第1章 時代に取り残された日本の(高等)教育
英国の権威ある高等教育専門誌の評価では、
英国と米国の大学が13位までを独占。

北京大学と精華大学が共に16位。
シンガポールが21位、香港が30位。
日本では東大が35位、京大が61位。
200位以内に、韓国の大学が6校、日本は上記の2校のみ。

今求められているのは単純な知識ではなく、本物の思考力。
それを日本の大学では授けていない。

欧米には入学時の理系、文系の区分はない。
まず、広くリベラル・アーツを学ぶ。
 
アメリカのある大学で2年生までに読むべき古典9冊のリスト
 プラトンの『国家』
 トマス・ホッブスの『リヴァイアサン』
 マキャベリの『君主論』
 サミュエル・ハンチントンの『文明の衝突』
 アリストテレスの『ニコマス倫理学』『政治学』
 トーマス・クーンの『科学革命の構造』
 アレクシ・ド・トゥヴィルの『アメリカの民主政治』
 カールマルクスとエンゲルスの『共産党宣言』

アメリカの大学では脳みそをディープに使うが、
日本の大学では自ら考えて意見を述べたり、
議論することはあまりない。
教師による一方的な講義が中心。

テレビのクイズ番組で、東大生が知識を競っているが、
自らの頭で考える訓練をしていない。

私は東大の博士課程を終えた後、
1969年にペンシルベニア大学に「ポスドク」として研究留学。
(32歳)
 
その時の指導教授の3つの教え。
 (1) 独立した研究者として、自分の意見を言え。
 (2) 自分がやりたいことを見つけてやれ。
 (3) 英語が聞き取れなかった時は、その場で「分からない」と言え。

教授から与えられたテーマをやるのではなかった。
そして結局14年余り米国に留まった。

土日も研究室に通い詰めた。
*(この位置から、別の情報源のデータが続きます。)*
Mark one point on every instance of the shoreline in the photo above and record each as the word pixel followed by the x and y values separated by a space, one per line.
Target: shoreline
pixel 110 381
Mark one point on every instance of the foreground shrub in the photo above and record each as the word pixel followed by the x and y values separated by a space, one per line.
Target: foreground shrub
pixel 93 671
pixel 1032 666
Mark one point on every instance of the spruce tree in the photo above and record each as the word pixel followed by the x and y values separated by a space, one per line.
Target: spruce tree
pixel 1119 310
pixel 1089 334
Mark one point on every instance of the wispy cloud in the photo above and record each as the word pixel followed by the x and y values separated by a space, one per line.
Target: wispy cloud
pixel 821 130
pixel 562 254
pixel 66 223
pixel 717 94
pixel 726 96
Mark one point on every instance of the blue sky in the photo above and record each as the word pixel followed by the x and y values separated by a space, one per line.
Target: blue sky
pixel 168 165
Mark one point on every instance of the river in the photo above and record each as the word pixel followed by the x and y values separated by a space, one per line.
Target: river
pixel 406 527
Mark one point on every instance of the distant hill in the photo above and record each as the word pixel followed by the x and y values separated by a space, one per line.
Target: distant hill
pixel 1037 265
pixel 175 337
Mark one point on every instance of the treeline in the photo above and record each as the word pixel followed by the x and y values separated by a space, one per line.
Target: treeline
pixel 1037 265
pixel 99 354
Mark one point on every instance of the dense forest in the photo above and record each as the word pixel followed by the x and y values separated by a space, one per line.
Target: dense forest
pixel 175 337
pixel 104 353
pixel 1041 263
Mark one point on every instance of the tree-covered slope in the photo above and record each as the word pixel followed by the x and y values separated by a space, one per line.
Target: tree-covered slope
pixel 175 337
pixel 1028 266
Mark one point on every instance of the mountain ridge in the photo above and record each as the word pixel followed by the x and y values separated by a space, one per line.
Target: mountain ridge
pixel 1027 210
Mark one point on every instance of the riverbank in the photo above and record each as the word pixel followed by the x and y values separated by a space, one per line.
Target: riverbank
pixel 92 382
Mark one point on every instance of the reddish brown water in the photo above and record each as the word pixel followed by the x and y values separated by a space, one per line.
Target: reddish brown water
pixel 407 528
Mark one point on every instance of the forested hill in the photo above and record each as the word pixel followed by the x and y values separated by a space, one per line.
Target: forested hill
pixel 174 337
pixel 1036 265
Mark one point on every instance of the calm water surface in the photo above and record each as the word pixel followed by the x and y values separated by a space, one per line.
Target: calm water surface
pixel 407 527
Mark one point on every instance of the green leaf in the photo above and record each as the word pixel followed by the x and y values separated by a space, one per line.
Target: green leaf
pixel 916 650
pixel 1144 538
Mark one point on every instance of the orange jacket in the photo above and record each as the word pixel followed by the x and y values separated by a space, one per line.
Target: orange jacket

2年後UCLAに移った。
そこでアメリカの医師免許(米国内科専門医)を取得。
さらに、カリフォルニア州医師免許も取得。
当時が最も勉強した時期。
夜も休日も、明け方近くまで勉強。

やがて助教(准教授)になったが、
授業がつまらないと学生はどんどん出て行く。
学生の評価が低いと、切られる。1979年にはUCLA教授に就任。
当時、日本のキャリアを捨てて、
そのような道を歩んだ者は、極めて少数だった。

アメリカでは競争が激しく、
より優れた人材にすぐにポジションを奪われる。
日本では、ボスの手足になって滅私奉公し、
気に入られたらやがて空いたポジションをもらえる。

1983年に恩師の説得で東大に戻ったが、
1年でアメリカに戻るつもりだった。
しかし、東大の学生が「独立した精神」を持っておらず、
自分のやりたい事が見えていないために、
「腐ってしまう」境遇にあることを知り、
何とかしたいと日本に留まった。

東大医学部の優秀な教え子が、オウム真理教に入り、
凶悪犯になったショックもあった。

アメリカの大学院は、自校の学部出身者を採用しないのが基本。
出自の違う人材を混ぜ合わせる。
独立多様性を重視している。
反対に、日本では同質性のタテ組織を重視する。
世界の多様さに気づかない振りをして、他流試合を封じている。

日本でも大学院には他校の出身者を意図的に入れ、男女比を是正し、
世界の多彩な人材と繋がっている人を教員にすべきだ。

学生が留学先で得た単位を自校での単位として認める。
休学や復学を気軽に出来るようにする。

海外に出てみれば、
グローバル化した社会における日本の課題と自分の可能性に気づく
機会が飛躍的に増える。

アメリカほど
異なる知識と技術、背景、価値観を持った人たちが集まる国はない。
グローバル社会は、
多様性、異質性、異能、異端、つまりは「ユニーク」であることが
大きな価値と可能性を持つ。
日本の大学は、
何をおいてもまずは「多様性」を獲得しなくてはならない。

「今まで閉じた世界で権力を独占していた年配の人たちは、
自分の既得権益を守るために抵抗する」
これからの若者は、思い切って海外に出て他流試合をした方が、
チャンスが圧倒的に大きくなる。

日本の大学では、
学生が自分がやりたいことを自分で見つけるように仕向ければ、
学生はより学ぶようになり、自ずと成長していく。

日本の大学教授は、次の世代の人材を育てる意識が欠如している。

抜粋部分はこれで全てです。